Our crusts are a light golden brown and are nice and crispy on the outer rim and firm but nice and chewy on the base.

Ours is 11% protein and we do our batches each night for the next night leaving it in the coolroom for about 18 hours. We also have extra batches made that we use the day after as well and have no problems with fermentation. It may be the sour dough additive we use though?
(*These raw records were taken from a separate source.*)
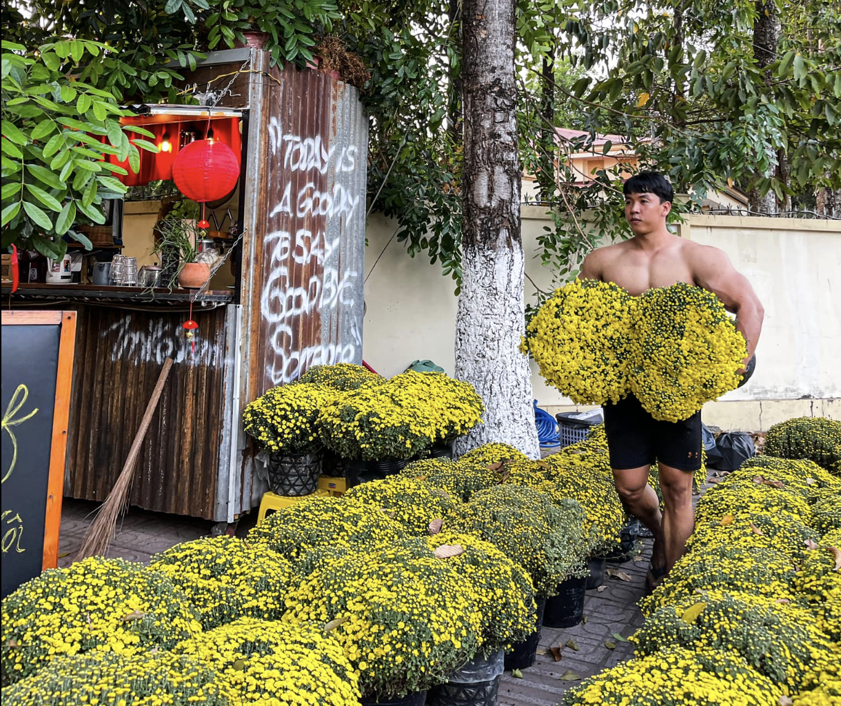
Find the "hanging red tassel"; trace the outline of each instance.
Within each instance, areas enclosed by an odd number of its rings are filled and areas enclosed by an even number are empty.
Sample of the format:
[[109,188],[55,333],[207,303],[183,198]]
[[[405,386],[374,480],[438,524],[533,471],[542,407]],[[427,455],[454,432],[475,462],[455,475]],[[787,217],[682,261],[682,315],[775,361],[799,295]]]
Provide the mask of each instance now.
[[193,339],[193,334],[198,328],[198,324],[193,321],[193,301],[190,301],[190,318],[184,321],[181,327],[184,329],[184,336],[186,336],[190,341],[190,351],[192,353],[196,352],[196,342]]

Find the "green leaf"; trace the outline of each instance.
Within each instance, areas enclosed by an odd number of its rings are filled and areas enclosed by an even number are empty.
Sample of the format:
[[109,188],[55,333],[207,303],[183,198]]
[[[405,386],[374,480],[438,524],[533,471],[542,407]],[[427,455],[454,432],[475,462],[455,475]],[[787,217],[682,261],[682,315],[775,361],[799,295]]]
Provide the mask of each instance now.
[[[3,198],[6,198],[5,194]],[[0,217],[0,226],[5,226],[18,215],[18,211],[20,210],[20,201],[15,201],[13,204],[9,204],[3,210],[2,217]]]
[[0,140],[0,149],[14,159],[22,159],[24,157],[24,153],[20,151],[20,148],[11,140],[7,140],[5,135]]
[[50,188],[62,189],[66,188],[66,185],[61,183],[61,179],[59,179],[58,174],[51,169],[47,169],[40,164],[27,164],[26,169],[38,181],[43,182]]
[[46,137],[54,130],[56,130],[56,124],[51,119],[46,118],[32,129],[29,137],[33,140],[40,140],[42,137]]
[[29,138],[24,135],[14,123],[9,120],[3,121],[3,136],[19,145],[25,145],[29,141]]
[[52,157],[56,152],[58,151],[59,147],[64,146],[64,135],[59,133],[58,135],[54,135],[50,138],[49,141],[44,147],[44,157],[48,158]]
[[68,201],[56,219],[56,235],[63,236],[76,220],[76,204]]
[[24,210],[35,225],[40,226],[45,231],[52,230],[52,220],[50,220],[50,216],[31,201],[24,201]]
[[40,186],[35,186],[34,184],[28,183],[26,185],[26,190],[29,192],[33,196],[34,196],[39,201],[40,201],[45,206],[46,206],[50,210],[60,211],[61,210],[61,202],[51,194],[47,194]]

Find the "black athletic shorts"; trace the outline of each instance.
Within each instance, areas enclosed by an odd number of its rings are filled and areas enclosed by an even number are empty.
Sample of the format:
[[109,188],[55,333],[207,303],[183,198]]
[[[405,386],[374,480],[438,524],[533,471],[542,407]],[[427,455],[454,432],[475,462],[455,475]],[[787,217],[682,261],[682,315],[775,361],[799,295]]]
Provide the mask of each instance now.
[[683,422],[660,422],[633,395],[604,406],[605,431],[616,470],[640,468],[658,460],[672,468],[701,468],[701,410]]

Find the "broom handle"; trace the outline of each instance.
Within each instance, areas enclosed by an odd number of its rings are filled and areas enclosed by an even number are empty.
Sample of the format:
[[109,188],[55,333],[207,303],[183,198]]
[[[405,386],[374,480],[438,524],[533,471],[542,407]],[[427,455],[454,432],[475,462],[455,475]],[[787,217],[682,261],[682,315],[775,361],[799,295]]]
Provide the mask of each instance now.
[[146,411],[143,414],[143,419],[140,420],[140,427],[137,430],[137,435],[135,437],[135,441],[129,450],[129,456],[125,459],[125,464],[119,472],[120,475],[124,473],[130,473],[131,469],[137,463],[137,457],[140,454],[140,447],[143,445],[143,439],[145,438],[149,425],[152,423],[152,417],[155,416],[155,410],[157,407],[157,401],[161,398],[161,393],[163,392],[163,386],[167,382],[167,378],[169,377],[169,370],[172,367],[172,358],[167,358],[163,362],[163,368],[161,369],[161,374],[158,375],[158,381],[155,384],[151,399],[149,401],[149,404],[146,405]]

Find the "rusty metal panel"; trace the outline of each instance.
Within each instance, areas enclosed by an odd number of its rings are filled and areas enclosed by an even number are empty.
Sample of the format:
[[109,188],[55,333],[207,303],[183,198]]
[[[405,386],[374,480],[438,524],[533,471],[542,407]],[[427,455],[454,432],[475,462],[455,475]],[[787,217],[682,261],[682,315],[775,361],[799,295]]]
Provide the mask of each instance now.
[[175,362],[135,470],[130,502],[148,510],[217,519],[223,442],[225,308],[186,313],[77,305],[66,495],[103,501],[129,454],[167,357]]
[[253,396],[311,365],[362,360],[368,119],[357,89],[325,73],[271,76],[261,109]]

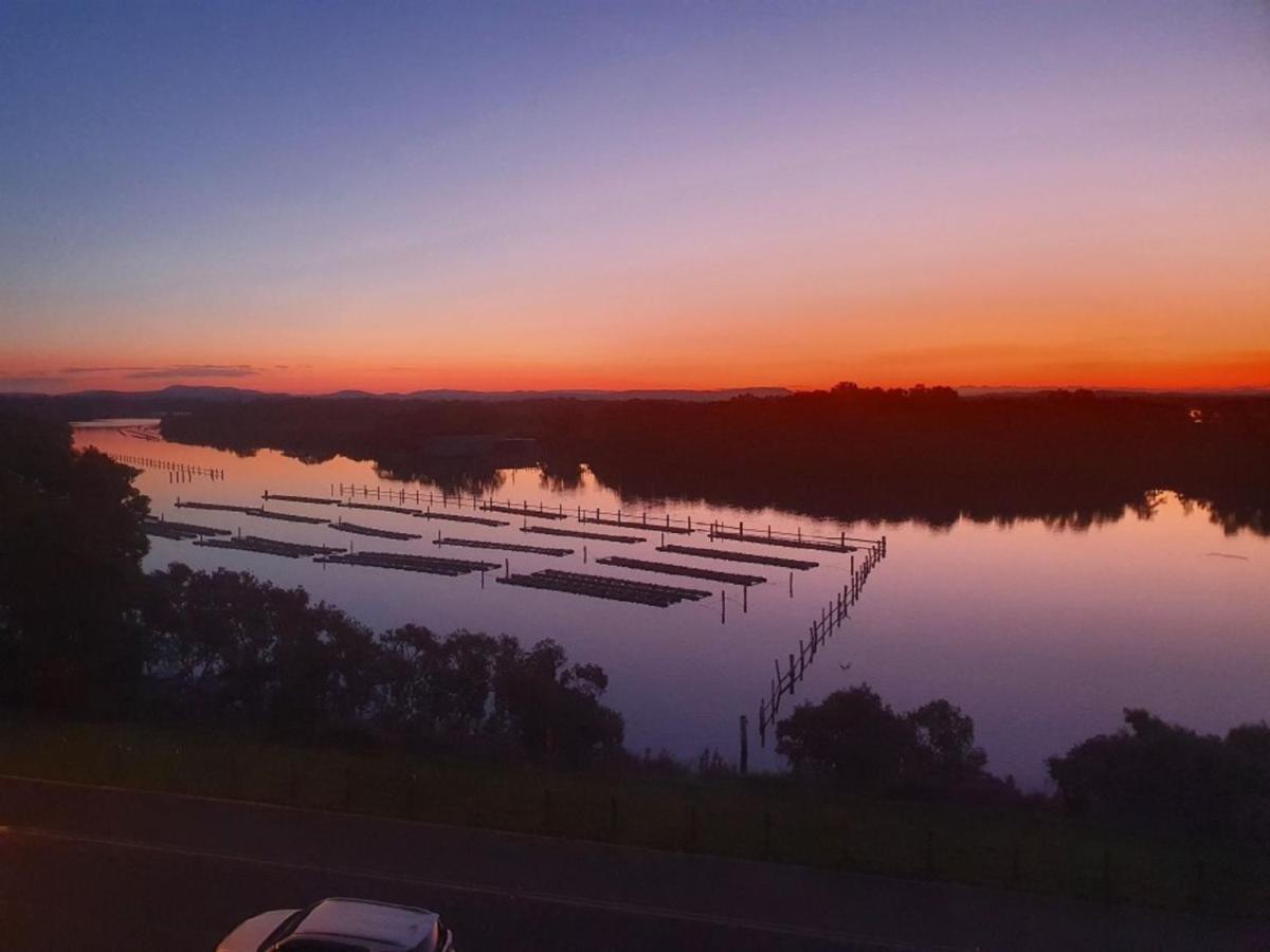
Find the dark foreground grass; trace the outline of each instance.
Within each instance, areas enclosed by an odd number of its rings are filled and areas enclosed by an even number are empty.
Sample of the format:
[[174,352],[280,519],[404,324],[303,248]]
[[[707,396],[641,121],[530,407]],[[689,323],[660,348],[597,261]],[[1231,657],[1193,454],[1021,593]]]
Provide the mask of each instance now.
[[776,777],[565,773],[15,721],[0,721],[0,773],[1167,909],[1270,910],[1270,859],[1256,844],[1128,835],[1034,809],[842,797]]

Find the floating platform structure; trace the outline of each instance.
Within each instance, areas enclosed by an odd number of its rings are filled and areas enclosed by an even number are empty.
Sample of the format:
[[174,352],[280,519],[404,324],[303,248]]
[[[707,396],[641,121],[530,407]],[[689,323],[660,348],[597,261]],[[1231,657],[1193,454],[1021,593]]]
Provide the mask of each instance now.
[[471,526],[489,526],[490,528],[512,524],[505,519],[486,519],[481,515],[458,515],[457,513],[434,513],[431,509],[425,513],[415,513],[414,515],[417,519],[442,519],[444,522],[466,522]]
[[467,575],[469,572],[491,571],[502,566],[495,562],[472,562],[466,559],[436,559],[433,556],[413,556],[400,552],[342,552],[315,559],[315,562],[331,565],[363,565],[371,569],[400,569],[428,575]]
[[264,490],[264,495],[260,496],[265,501],[276,499],[279,503],[307,503],[310,505],[339,505],[338,499],[329,499],[328,496],[284,496],[279,493],[269,494],[269,490]]
[[486,513],[507,513],[508,515],[526,515],[531,519],[568,519],[569,517],[564,514],[564,510],[551,512],[550,509],[544,509],[541,505],[537,509],[530,509],[530,504],[526,503],[523,508],[514,506],[505,503],[481,503],[481,509]]
[[259,506],[250,505],[230,505],[229,503],[190,503],[189,500],[182,501],[177,500],[177,508],[179,509],[210,509],[217,513],[255,513],[260,512]]
[[643,519],[622,519],[618,515],[616,519],[602,519],[594,515],[587,515],[585,510],[578,517],[578,522],[591,523],[592,526],[617,526],[624,529],[655,529],[658,532],[665,532],[674,536],[691,536],[695,529],[687,526],[674,526],[671,523],[671,518],[667,517],[664,523],[657,522],[657,519],[649,520],[645,513]]
[[320,526],[326,522],[314,515],[296,515],[295,513],[274,513],[268,509],[262,509],[260,506],[250,505],[227,505],[221,503],[183,503],[177,500],[177,506],[180,509],[210,509],[218,513],[243,513],[244,515],[254,515],[258,519],[274,519],[277,522],[302,522],[309,526]]
[[618,569],[634,569],[643,572],[659,572],[662,575],[682,575],[690,579],[705,579],[706,581],[721,581],[728,585],[759,585],[767,579],[762,575],[738,575],[737,572],[720,572],[714,569],[698,569],[695,565],[679,565],[677,562],[653,562],[646,559],[626,559],[624,556],[607,556],[597,559],[598,565],[615,565]]
[[171,538],[178,541],[199,538],[201,536],[231,536],[229,529],[217,529],[211,526],[194,526],[188,522],[168,522],[150,517],[142,526],[147,536],[159,538]]
[[702,598],[710,598],[710,593],[701,589],[653,585],[645,581],[613,579],[607,575],[565,572],[556,569],[544,569],[532,575],[507,575],[500,578],[499,583],[549,592],[566,592],[588,598],[606,598],[611,602],[631,602],[655,608],[668,608],[679,602],[698,602]]
[[550,548],[549,546],[521,546],[516,542],[490,542],[481,538],[438,538],[434,539],[434,546],[460,546],[464,548],[488,548],[495,552],[528,552],[530,555],[549,555],[555,557],[561,557],[566,555],[573,555],[572,548]]
[[326,555],[328,552],[343,552],[342,548],[330,546],[309,546],[298,542],[283,542],[276,538],[260,538],[259,536],[236,536],[234,538],[201,538],[194,541],[196,546],[208,548],[236,548],[243,552],[262,552],[264,555],[279,555],[287,559],[300,559],[302,556]]
[[352,532],[356,536],[373,536],[375,538],[392,538],[398,542],[406,542],[413,538],[423,538],[418,532],[396,532],[395,529],[377,529],[373,526],[358,526],[356,522],[339,522],[326,523],[333,529],[339,529],[340,532]]
[[710,538],[728,539],[729,542],[753,542],[759,546],[785,546],[786,548],[810,548],[817,552],[856,552],[860,546],[853,546],[846,536],[839,541],[834,542],[832,539],[824,538],[803,538],[801,536],[791,536],[789,533],[782,533],[780,536],[771,534],[768,532],[730,532],[720,528],[710,529]]
[[550,526],[526,526],[521,532],[537,532],[544,536],[563,536],[565,538],[593,538],[599,542],[625,542],[631,546],[636,542],[648,542],[643,536],[613,536],[610,532],[583,532],[582,529],[555,529]]
[[721,559],[726,562],[745,562],[747,565],[772,565],[777,569],[796,569],[806,571],[819,562],[805,562],[801,559],[781,559],[780,556],[754,555],[753,552],[732,552],[726,548],[696,548],[693,546],[658,546],[658,552],[672,555],[691,555],[701,559]]
[[377,513],[396,513],[398,515],[423,515],[422,509],[406,505],[380,505],[378,503],[338,503],[345,509],[373,509]]

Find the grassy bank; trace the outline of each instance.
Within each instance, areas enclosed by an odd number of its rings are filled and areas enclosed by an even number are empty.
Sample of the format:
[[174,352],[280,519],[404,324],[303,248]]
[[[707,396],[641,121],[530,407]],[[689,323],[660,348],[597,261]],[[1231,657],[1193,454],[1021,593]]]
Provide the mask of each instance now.
[[1270,908],[1270,861],[1251,845],[1133,836],[1022,809],[837,797],[771,777],[561,773],[18,721],[0,721],[0,772],[1171,909]]

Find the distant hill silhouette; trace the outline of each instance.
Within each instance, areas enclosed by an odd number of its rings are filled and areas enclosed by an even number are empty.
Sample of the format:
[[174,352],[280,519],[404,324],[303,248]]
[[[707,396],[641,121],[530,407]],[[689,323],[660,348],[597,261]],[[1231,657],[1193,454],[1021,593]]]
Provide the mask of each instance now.
[[724,401],[268,399],[204,404],[169,439],[305,461],[373,461],[385,479],[497,491],[488,454],[437,437],[536,440],[542,479],[587,465],[627,503],[704,500],[814,517],[950,526],[965,517],[1083,527],[1146,513],[1160,490],[1227,531],[1270,533],[1270,397],[966,399],[949,387],[860,388]]

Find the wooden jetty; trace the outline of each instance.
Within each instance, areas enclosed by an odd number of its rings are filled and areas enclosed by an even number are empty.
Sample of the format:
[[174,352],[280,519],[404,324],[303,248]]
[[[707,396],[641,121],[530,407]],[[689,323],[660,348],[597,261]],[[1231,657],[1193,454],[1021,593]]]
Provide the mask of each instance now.
[[[841,630],[843,623],[851,619],[850,611],[860,600],[865,583],[874,569],[886,557],[886,537],[870,546],[861,557],[861,565],[856,567],[856,557],[851,557],[851,578],[834,595],[827,607],[820,609],[820,617],[813,618],[808,626],[808,638],[798,641],[798,654],[789,654],[789,666],[782,670],[780,659],[775,660],[776,677],[771,679],[768,697],[758,702],[758,740],[762,746],[767,745],[767,729],[776,725],[776,716],[781,710],[781,698],[785,694],[794,696],[794,691],[800,680],[806,677],[806,666],[815,660],[817,652],[833,637],[836,630]],[[744,721],[742,722],[744,731]],[[745,739],[742,735],[742,748]]]
[[260,496],[265,501],[276,499],[279,503],[307,503],[310,505],[339,505],[338,499],[328,499],[326,496],[284,496],[281,493],[274,493],[271,495],[269,490],[264,490],[264,495]]
[[671,552],[672,555],[691,555],[700,559],[721,559],[726,562],[745,562],[748,565],[772,565],[777,569],[796,569],[806,571],[815,569],[819,562],[805,562],[801,559],[781,559],[780,556],[754,555],[753,552],[733,552],[726,548],[697,548],[695,546],[658,546],[658,552]]
[[481,509],[486,513],[507,513],[508,515],[525,515],[530,519],[568,519],[564,514],[564,508],[560,509],[547,509],[538,503],[537,509],[531,509],[530,504],[526,501],[523,506],[512,505],[511,503],[481,503]]
[[345,509],[372,509],[376,513],[396,513],[398,515],[423,515],[422,509],[405,505],[381,505],[378,503],[339,503]]
[[236,548],[243,552],[262,552],[264,555],[278,555],[287,559],[300,559],[301,556],[326,555],[328,552],[343,552],[342,548],[330,546],[309,546],[298,542],[283,542],[276,538],[260,538],[259,536],[235,536],[234,538],[201,538],[194,541],[196,546],[208,548]]
[[168,522],[166,519],[156,519],[152,515],[146,517],[146,522],[142,528],[146,531],[147,536],[173,539],[189,539],[198,538],[199,536],[234,534],[229,529],[217,529],[211,526],[194,526],[188,522]]
[[448,575],[451,578],[502,567],[497,562],[472,562],[466,559],[437,559],[400,552],[342,552],[339,555],[323,556],[314,561],[331,565],[363,565],[371,569],[399,569],[401,571]]
[[302,522],[309,526],[320,526],[326,522],[319,517],[314,515],[296,515],[295,513],[276,513],[271,509],[263,509],[260,506],[250,505],[229,505],[221,503],[189,503],[177,500],[177,506],[180,509],[210,509],[217,513],[243,513],[244,515],[254,515],[258,519],[274,519],[276,522]]
[[340,532],[352,532],[354,536],[373,536],[375,538],[391,538],[398,542],[406,542],[413,538],[423,538],[418,532],[396,532],[394,529],[377,529],[373,526],[358,526],[356,522],[344,522],[343,519],[338,522],[326,523],[333,529],[339,529]]
[[627,546],[648,542],[643,536],[615,536],[611,532],[583,532],[582,529],[556,529],[550,526],[526,526],[521,532],[537,532],[544,536],[563,536],[565,538],[591,538],[599,542],[624,542]]
[[701,589],[682,589],[673,585],[653,585],[630,579],[613,579],[607,575],[587,575],[584,572],[565,572],[556,569],[544,569],[532,575],[507,575],[499,579],[504,585],[521,585],[549,592],[566,592],[588,598],[606,598],[611,602],[630,602],[655,608],[668,608],[679,602],[697,602],[710,598]]
[[[182,501],[177,500],[178,509],[208,509],[217,513],[258,513],[259,506],[250,505],[230,505],[229,503],[190,503],[189,500]],[[318,522],[321,522],[319,519]]]
[[785,546],[786,548],[810,548],[817,552],[856,552],[859,546],[851,545],[851,541],[843,536],[838,541],[826,541],[823,538],[804,538],[801,534],[791,536],[789,533],[772,533],[771,527],[767,527],[767,532],[745,532],[744,527],[738,532],[729,532],[726,529],[711,528],[710,538],[728,539],[729,542],[753,542],[759,546]]
[[141,527],[147,536],[155,536],[157,538],[170,538],[177,542],[184,542],[185,539],[198,538],[197,532],[187,532],[185,529],[178,528],[177,526],[169,526],[165,522],[159,522],[157,519],[147,519]]
[[425,513],[415,513],[414,517],[417,519],[441,519],[442,522],[465,522],[470,523],[471,526],[489,526],[490,528],[512,524],[505,519],[486,519],[483,515],[458,515],[457,513],[434,513],[431,509]]
[[592,526],[617,526],[624,529],[657,529],[658,532],[665,532],[673,536],[691,536],[693,529],[687,526],[677,526],[671,522],[671,517],[667,515],[664,520],[649,519],[648,513],[644,513],[639,519],[622,519],[622,514],[617,513],[616,518],[608,519],[599,515],[588,515],[584,509],[578,510],[578,522],[591,523]]
[[190,463],[178,463],[171,459],[156,459],[150,456],[135,456],[132,453],[105,453],[105,456],[117,463],[124,463],[126,466],[132,466],[135,468],[166,470],[174,476],[180,477],[177,480],[178,482],[185,482],[192,476],[207,476],[213,481],[225,479],[225,470],[217,470],[210,466],[193,466]]
[[618,569],[635,569],[643,572],[659,572],[662,575],[682,575],[690,579],[705,579],[706,581],[721,581],[728,585],[758,585],[767,581],[762,575],[738,575],[735,572],[720,572],[714,569],[698,569],[695,565],[679,565],[677,562],[653,562],[646,559],[626,559],[624,556],[607,556],[597,559],[598,565],[615,565]]
[[566,555],[573,555],[572,548],[550,548],[547,546],[521,546],[516,542],[490,542],[481,538],[438,538],[434,539],[434,546],[460,546],[464,548],[488,548],[495,552],[528,552],[530,555],[549,555],[555,557],[561,557]]

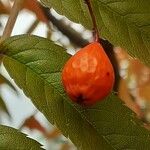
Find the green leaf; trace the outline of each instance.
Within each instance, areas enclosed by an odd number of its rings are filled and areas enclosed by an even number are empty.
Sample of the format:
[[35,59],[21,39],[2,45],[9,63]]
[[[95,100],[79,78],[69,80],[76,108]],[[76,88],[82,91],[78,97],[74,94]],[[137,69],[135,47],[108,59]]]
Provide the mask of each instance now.
[[0,84],[7,84],[11,89],[13,89],[17,93],[17,90],[14,87],[14,85],[7,78],[5,78],[2,74],[0,74]]
[[42,150],[41,145],[18,130],[0,125],[1,150]]
[[[77,17],[78,12],[88,14],[86,7],[79,7],[76,11],[72,7],[84,5],[84,0],[63,1],[63,0],[41,0],[45,5],[54,7],[64,13],[69,19]],[[57,2],[56,2],[57,1]],[[56,2],[56,3],[55,3]],[[74,3],[73,3],[74,2]],[[148,0],[92,0],[91,6],[96,17],[99,33],[103,38],[109,40],[115,46],[121,46],[132,56],[139,58],[146,65],[150,66],[150,1]],[[70,17],[72,13],[73,17]],[[78,23],[85,25],[84,17],[80,13]],[[87,18],[87,24],[91,19]],[[74,19],[72,19],[74,21]],[[85,25],[86,27],[86,25]],[[90,26],[89,29],[92,29]]]
[[1,96],[0,96],[0,111],[5,112],[9,117],[11,117],[11,115],[7,109],[7,106]]
[[70,57],[63,48],[36,36],[16,36],[0,46],[3,63],[35,106],[82,150],[148,150],[150,132],[113,93],[92,107],[66,96],[61,70]]
[[70,20],[80,23],[87,28],[92,28],[92,21],[89,11],[83,0],[41,0],[46,6],[53,7],[61,15]]

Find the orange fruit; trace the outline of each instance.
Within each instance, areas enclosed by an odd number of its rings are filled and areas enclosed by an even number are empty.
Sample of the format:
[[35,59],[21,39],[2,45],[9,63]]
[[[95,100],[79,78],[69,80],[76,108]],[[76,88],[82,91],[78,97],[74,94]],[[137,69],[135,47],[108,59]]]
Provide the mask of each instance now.
[[103,100],[111,92],[114,78],[112,64],[98,42],[81,48],[62,71],[67,94],[81,105],[93,105]]

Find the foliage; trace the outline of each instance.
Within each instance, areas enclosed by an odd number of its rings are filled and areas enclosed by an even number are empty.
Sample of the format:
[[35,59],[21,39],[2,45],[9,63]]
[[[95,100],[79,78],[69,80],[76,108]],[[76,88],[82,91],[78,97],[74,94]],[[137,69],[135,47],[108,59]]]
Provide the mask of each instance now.
[[10,76],[79,149],[149,149],[149,131],[114,93],[89,108],[69,100],[61,70],[70,56],[62,47],[44,38],[22,35],[5,40],[0,50]]

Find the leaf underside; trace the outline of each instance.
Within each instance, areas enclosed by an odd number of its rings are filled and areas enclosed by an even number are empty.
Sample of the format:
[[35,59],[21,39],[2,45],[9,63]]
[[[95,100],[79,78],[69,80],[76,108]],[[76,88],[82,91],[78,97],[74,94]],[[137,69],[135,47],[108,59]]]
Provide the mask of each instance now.
[[[85,0],[41,1],[72,21],[92,30],[91,19],[87,17],[86,23],[84,19],[85,14],[89,16]],[[75,9],[75,6],[78,6],[78,9]],[[91,6],[99,34],[113,45],[124,48],[132,57],[139,58],[150,66],[150,1],[92,0]]]
[[18,130],[0,125],[1,150],[42,150],[41,145]]
[[61,70],[69,59],[53,42],[29,35],[15,36],[0,46],[4,66],[35,106],[82,150],[148,150],[150,133],[113,93],[92,107],[66,96]]

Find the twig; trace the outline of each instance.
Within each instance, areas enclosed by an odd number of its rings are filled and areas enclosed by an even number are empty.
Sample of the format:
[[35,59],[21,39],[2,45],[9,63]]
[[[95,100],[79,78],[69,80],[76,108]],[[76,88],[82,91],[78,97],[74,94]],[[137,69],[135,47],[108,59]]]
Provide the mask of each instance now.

Where we see the greatest problem with lack of tolerance to fermentation is after the dough has been removed form the cooler. Typically, the dough will be good to use for at least three hours after you begin using it. With the lower protein flours this time is commonly reduced to a two to three hour window of opportunity to use the dough, aftet that it becomes excessively soft and doesn’t rise as well. We also find that unless you reduce the finished dough temperature to something below 80F you will have more problemd keeping the dough in the cooler for much beyond two days where with a higher protein flour, three days is pretty common, and some even push it to four days. The key is all in how you manage your dough.
Tom Lehmann/The Dough Doctor

The longer bake time will result in a crispier crust characteristic. Lastly, your pizzas will tend to be more tender eating

It seems that the lower protein is going to actually move me closer towards the product i am trying to achieve. I will remove the sugar and give it a whirl. My lincoln 1456 get here in 5 days :smiley: i cant wait to start cooking on it and seeing how the dough turns out.

Typically, the dough will be good to use for at least three hours after you begin using it.

I follow your dough making method Tom it just works so well. I dont see the dough being out anywhere near that time before being used.

Thankyou very much Tom your an absolute legend. And Dave nice to see some aussies on the forums appreciate your help. Cheers Guys.